Pero el menospreciado, poco a poco y sin que casi nadie lo advirtiera, fue creando una nueva casta de burócratas, compuesta en gran medida con los restos de la maquinaria estatal zarista.

Lenin advirtió tardíamente la acumulación de poder. A fines de diciembre de 1922 el ya inválido revolucionario, desde su cama, comenzó a dictar una carta al XIII Congreso del Partido Comunista de la Unión Soviética, en la que advertía: "El camarada Stalin, llegado a Secretario General, ha concentrado en sus manos un poder inmenso, y no estoy seguro que siempre sepa utilizarlo con la suficiente prudencia[...] El camarada Stalin es demasiado brusco [...] Por eso propongo a los camaradas que piensen la forma de pasar a Stalin a otro puesto".

Tales intentos no prosperaron. Stalin y sus eventuales aliados ocultaron esos documentos, considerados "el testamento de Lenin", a sabiendas de que su muerte era cuestión de tiempo.

Cuando ésta se produjo, el 21 de enero de 1924, los principales candidatos a sucederle eran Trosky y Stalin.

Uno era un judío culto, cosmopolita, apasionado por la literatura y el arte, escritor e intelectual brillante.

El pecado de "Hibris", el orgullo desmesurado, no le era ajeno.

El otro apenas había salido de Rusia, desconocía cualquier otra lengua que no fuera su georgiano natal y el ruso, aprendido en el escuela.

Era frío, astuto, tenaz, desconfiado y sobrio. Bajo su talante confiable y bonachón se ocultaba un marcado desapego emocional y una carencia casi total de afectos.

Trotsky era el jefe del Ejército Rojo, pero Stalin era el único dirigente que pertenecía a la secretaría, al Politburó y al Orgburó, los aparatos que controlaban al Partido.

Trotsky criticó con dureza el rumbo del Partido y la burocratización de su aparato, pero no tuvo el carácter necesario-o le sobraba orgullo y menosprecio por su rival- para tejer la trabajosa sucesión de Lenin.

Mientras tanto el "camarada archivista" trabajaba: organizó el funeral de Lenin y pronunció un discurso manifestándole una lealtad imperecedera.

Siempre es interesante observar la función de los grandes enterradores; también lo fue el rústico Nikita Kruschev, encargado de las exequias de Iósif Stalin, en 1953.

Trotsky ni siquiera asistió a los funerales de Lenin -dio parte de enfermo-, se desinteresaba de la política cotidiana y prácticamente no asistía a las reuniones de los órganos de dirección del Partido.

Así fue que los dirigentes bolcheviques, ante el temor a la tiranía del exuberante jefe del Ejército Rojo, optaron por el bueno de Iósif para ocupar un puesto al servicio del Partido, de la revolución, y de todos los dirigentes.

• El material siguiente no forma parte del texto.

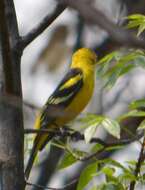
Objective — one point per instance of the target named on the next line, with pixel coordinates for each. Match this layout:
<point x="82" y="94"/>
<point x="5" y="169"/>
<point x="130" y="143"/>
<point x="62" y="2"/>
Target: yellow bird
<point x="67" y="101"/>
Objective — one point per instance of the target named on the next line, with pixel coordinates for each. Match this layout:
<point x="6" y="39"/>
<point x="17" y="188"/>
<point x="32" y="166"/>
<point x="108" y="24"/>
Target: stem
<point x="11" y="119"/>
<point x="47" y="20"/>
<point x="138" y="165"/>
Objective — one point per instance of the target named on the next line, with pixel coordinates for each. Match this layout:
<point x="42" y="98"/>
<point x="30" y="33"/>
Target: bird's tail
<point x="39" y="143"/>
<point x="32" y="157"/>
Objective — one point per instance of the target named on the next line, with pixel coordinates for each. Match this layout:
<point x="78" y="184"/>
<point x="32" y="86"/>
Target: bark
<point x="11" y="119"/>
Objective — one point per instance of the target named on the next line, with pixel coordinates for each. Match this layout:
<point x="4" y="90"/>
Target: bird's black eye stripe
<point x="67" y="91"/>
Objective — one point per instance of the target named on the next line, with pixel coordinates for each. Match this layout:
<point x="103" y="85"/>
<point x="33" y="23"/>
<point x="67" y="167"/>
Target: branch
<point x="51" y="188"/>
<point x="77" y="136"/>
<point x="96" y="17"/>
<point x="138" y="165"/>
<point x="47" y="20"/>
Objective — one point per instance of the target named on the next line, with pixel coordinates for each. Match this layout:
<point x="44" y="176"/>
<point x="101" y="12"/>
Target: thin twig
<point x="77" y="136"/>
<point x="52" y="188"/>
<point x="138" y="165"/>
<point x="96" y="17"/>
<point x="47" y="20"/>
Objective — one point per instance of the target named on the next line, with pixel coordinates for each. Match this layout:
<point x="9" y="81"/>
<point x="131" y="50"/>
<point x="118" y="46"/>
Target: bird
<point x="67" y="101"/>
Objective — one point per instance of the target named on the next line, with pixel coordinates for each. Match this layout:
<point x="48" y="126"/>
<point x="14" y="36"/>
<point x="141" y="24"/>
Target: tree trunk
<point x="11" y="119"/>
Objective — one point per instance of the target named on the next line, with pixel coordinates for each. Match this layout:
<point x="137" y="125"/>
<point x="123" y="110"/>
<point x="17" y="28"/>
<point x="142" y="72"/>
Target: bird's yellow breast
<point x="80" y="101"/>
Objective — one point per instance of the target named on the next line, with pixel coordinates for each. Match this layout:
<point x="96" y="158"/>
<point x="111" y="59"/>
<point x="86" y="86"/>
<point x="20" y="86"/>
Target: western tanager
<point x="67" y="101"/>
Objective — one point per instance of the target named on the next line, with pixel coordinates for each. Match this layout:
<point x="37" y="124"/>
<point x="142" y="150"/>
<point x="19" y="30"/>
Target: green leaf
<point x="109" y="171"/>
<point x="96" y="147"/>
<point x="142" y="125"/>
<point x="87" y="175"/>
<point x="90" y="131"/>
<point x="112" y="127"/>
<point x="133" y="113"/>
<point x="111" y="186"/>
<point x="137" y="104"/>
<point x="141" y="29"/>
<point x="67" y="161"/>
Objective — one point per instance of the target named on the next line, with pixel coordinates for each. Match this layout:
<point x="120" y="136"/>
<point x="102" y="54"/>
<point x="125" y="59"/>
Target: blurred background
<point x="45" y="61"/>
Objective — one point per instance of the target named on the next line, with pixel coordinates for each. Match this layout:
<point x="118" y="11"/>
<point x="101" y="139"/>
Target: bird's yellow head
<point x="84" y="57"/>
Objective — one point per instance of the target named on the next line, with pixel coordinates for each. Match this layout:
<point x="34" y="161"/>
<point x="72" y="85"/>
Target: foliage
<point x="113" y="174"/>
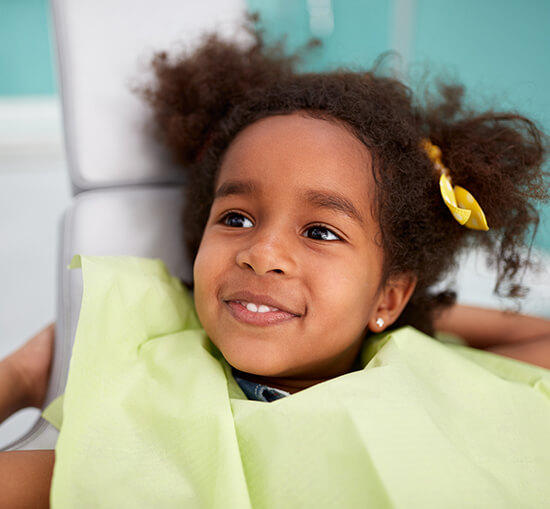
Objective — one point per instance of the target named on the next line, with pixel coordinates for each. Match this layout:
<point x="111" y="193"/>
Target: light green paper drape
<point x="153" y="418"/>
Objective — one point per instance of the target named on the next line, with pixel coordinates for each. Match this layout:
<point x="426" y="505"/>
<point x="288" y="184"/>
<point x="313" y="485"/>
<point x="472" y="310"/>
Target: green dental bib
<point x="152" y="418"/>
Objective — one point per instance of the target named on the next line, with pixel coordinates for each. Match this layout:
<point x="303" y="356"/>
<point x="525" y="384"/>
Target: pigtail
<point x="195" y="90"/>
<point x="499" y="157"/>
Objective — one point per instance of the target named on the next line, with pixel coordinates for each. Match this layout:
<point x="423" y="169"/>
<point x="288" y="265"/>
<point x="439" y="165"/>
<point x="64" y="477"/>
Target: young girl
<point x="320" y="210"/>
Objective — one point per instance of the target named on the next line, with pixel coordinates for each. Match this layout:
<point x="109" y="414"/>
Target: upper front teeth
<point x="259" y="309"/>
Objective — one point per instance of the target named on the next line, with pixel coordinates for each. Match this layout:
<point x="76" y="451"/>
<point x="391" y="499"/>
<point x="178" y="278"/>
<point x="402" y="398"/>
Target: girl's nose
<point x="267" y="254"/>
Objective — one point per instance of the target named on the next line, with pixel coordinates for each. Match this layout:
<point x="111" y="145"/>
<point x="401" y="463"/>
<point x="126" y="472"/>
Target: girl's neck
<point x="292" y="384"/>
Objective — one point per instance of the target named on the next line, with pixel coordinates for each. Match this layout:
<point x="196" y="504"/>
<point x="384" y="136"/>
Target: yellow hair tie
<point x="460" y="202"/>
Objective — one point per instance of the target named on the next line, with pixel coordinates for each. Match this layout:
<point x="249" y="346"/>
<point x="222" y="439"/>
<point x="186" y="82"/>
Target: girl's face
<point x="288" y="273"/>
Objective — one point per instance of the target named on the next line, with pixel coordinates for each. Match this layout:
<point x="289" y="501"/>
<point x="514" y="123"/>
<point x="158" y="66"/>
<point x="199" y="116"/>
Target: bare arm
<point x="25" y="478"/>
<point x="522" y="337"/>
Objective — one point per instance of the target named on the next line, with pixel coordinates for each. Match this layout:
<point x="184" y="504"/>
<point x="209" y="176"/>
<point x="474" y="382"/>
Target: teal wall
<point x="499" y="49"/>
<point x="26" y="66"/>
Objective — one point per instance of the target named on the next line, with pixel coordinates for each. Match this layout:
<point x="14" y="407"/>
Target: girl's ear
<point x="391" y="302"/>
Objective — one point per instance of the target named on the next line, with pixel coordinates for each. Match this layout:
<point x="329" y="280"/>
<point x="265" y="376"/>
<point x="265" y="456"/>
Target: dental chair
<point x="127" y="194"/>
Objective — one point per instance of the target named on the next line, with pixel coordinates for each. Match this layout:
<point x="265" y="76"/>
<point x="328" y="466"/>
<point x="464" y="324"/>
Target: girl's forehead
<point x="301" y="149"/>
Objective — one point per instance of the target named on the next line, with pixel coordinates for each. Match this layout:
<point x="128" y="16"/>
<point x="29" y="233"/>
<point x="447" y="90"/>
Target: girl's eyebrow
<point x="235" y="187"/>
<point x="334" y="201"/>
<point x="321" y="199"/>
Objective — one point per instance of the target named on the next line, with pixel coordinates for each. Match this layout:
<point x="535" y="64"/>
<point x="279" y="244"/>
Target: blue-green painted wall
<point x="26" y="66"/>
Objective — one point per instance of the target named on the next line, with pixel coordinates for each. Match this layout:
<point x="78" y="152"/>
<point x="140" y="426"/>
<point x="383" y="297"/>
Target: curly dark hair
<point x="204" y="98"/>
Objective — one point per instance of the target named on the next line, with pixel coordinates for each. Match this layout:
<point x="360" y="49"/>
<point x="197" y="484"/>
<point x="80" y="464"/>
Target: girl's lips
<point x="238" y="309"/>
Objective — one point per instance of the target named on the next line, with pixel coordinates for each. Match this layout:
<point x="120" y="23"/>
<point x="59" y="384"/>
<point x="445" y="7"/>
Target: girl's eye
<point x="236" y="220"/>
<point x="320" y="233"/>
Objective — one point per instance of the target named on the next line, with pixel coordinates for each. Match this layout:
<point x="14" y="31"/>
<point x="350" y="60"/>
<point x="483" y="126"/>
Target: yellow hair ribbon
<point x="463" y="206"/>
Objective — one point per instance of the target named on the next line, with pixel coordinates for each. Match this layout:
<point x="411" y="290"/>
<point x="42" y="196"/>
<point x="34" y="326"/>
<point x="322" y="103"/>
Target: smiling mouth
<point x="257" y="313"/>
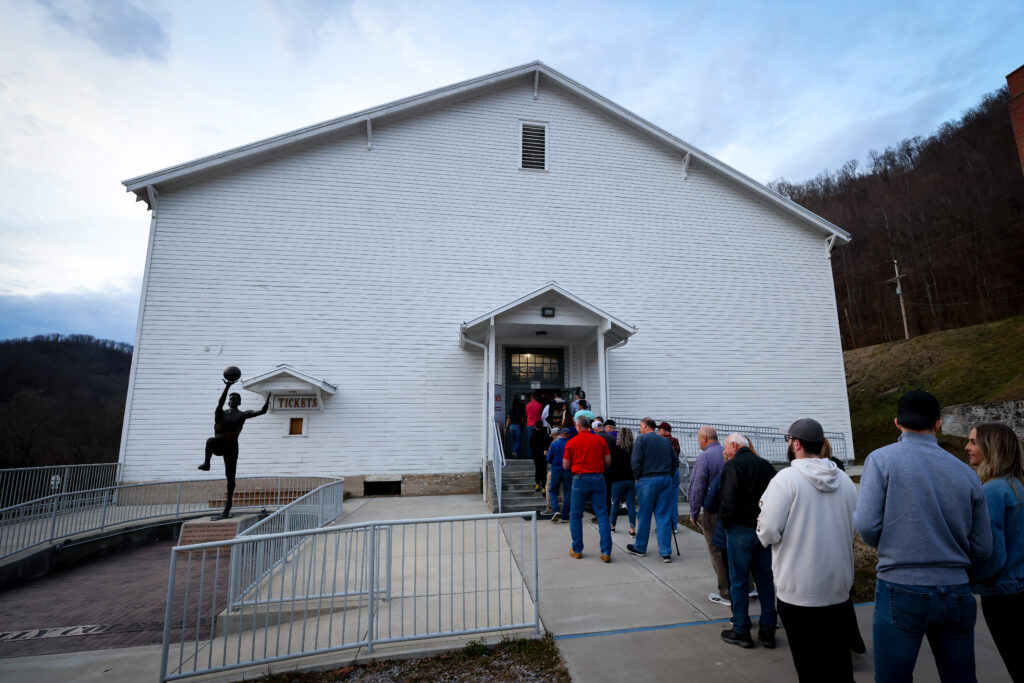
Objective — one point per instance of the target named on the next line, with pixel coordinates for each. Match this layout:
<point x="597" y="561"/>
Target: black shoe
<point x="767" y="638"/>
<point x="741" y="639"/>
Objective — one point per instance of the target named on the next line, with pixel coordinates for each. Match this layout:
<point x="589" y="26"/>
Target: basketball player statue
<point x="226" y="427"/>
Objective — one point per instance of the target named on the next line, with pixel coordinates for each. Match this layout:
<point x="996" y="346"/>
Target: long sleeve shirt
<point x="925" y="511"/>
<point x="708" y="466"/>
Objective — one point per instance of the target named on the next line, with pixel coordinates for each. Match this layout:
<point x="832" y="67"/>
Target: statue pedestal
<point x="207" y="530"/>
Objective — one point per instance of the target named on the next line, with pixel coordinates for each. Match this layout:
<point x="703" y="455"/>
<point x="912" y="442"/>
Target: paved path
<point x="633" y="620"/>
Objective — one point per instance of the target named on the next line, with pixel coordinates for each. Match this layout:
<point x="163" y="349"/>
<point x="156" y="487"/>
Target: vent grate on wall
<point x="534" y="153"/>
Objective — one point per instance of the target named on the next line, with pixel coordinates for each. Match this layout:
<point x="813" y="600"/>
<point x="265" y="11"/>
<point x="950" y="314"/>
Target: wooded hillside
<point x="948" y="207"/>
<point x="61" y="399"/>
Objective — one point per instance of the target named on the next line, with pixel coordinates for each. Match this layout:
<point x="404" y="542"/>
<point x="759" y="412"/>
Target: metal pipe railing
<point x="768" y="441"/>
<point x="351" y="586"/>
<point x="317" y="508"/>
<point x="62" y="515"/>
<point x="22" y="484"/>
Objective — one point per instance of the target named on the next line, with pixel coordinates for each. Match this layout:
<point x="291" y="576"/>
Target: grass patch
<point x="512" y="659"/>
<point x="981" y="363"/>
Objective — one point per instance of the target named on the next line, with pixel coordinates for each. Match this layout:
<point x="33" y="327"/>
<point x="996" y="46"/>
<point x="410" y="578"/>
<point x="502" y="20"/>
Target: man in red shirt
<point x="587" y="456"/>
<point x="534" y="412"/>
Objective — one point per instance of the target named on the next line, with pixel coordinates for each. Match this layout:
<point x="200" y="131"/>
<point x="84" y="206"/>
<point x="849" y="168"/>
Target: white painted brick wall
<point x="358" y="266"/>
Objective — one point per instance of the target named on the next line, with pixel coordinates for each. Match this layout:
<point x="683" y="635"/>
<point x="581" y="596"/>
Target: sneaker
<point x="741" y="639"/>
<point x="718" y="599"/>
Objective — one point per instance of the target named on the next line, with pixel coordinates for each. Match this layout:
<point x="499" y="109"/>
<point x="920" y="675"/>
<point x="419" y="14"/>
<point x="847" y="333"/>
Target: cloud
<point x="109" y="314"/>
<point x="119" y="28"/>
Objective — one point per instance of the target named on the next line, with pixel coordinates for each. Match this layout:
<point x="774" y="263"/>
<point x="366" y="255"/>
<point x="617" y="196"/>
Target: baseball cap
<point x="807" y="430"/>
<point x="918" y="410"/>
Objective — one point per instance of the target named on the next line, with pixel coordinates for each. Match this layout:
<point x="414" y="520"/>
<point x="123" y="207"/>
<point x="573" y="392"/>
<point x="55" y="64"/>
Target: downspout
<point x="607" y="388"/>
<point x="486" y="434"/>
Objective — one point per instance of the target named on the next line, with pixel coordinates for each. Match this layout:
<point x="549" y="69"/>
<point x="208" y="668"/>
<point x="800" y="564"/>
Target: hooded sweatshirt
<point x="807" y="518"/>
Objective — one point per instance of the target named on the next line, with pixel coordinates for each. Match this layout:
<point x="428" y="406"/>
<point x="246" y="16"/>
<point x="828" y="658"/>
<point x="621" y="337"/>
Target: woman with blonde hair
<point x="994" y="450"/>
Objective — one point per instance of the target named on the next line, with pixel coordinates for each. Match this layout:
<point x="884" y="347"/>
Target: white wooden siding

Una fórmula aparentemente infalible para evitarse los trabajos y las asperezas del poder visible.

Pocos sospechaban el gusto por el poder que anidaba en él. Pocos repararon en su tendencia al mal humor y sus arranques de cólera, ni en el placer que le producía lo que llamaba, en privado, "un revoltijo humano", gritando su nombre.

En medio de los vivas de ese "revoltijo humano", encuadrado en una poderosa burocracia y un fabuloso aparato represivo -sólo en Moscú existían 3.000 interrogadores- el Camarada Archivista asesinó sistemática y progresivamente a todos los dirigentes de la vieja guardia revolucionaria, a través de tortuosos procesos, que empalidecen a la Inquisición.

Cinco millones de encarcelados hasta enero de 1937, siete millones de detenidos entre enero 1937 y diciembre de 1938; un millón de ejecutados y más de un millón y medio de muertos en el marco de la `Dirección General de Campos de Trabajo`, cuya sigla "Gulag", se convirtió en un sinónimo del régimen.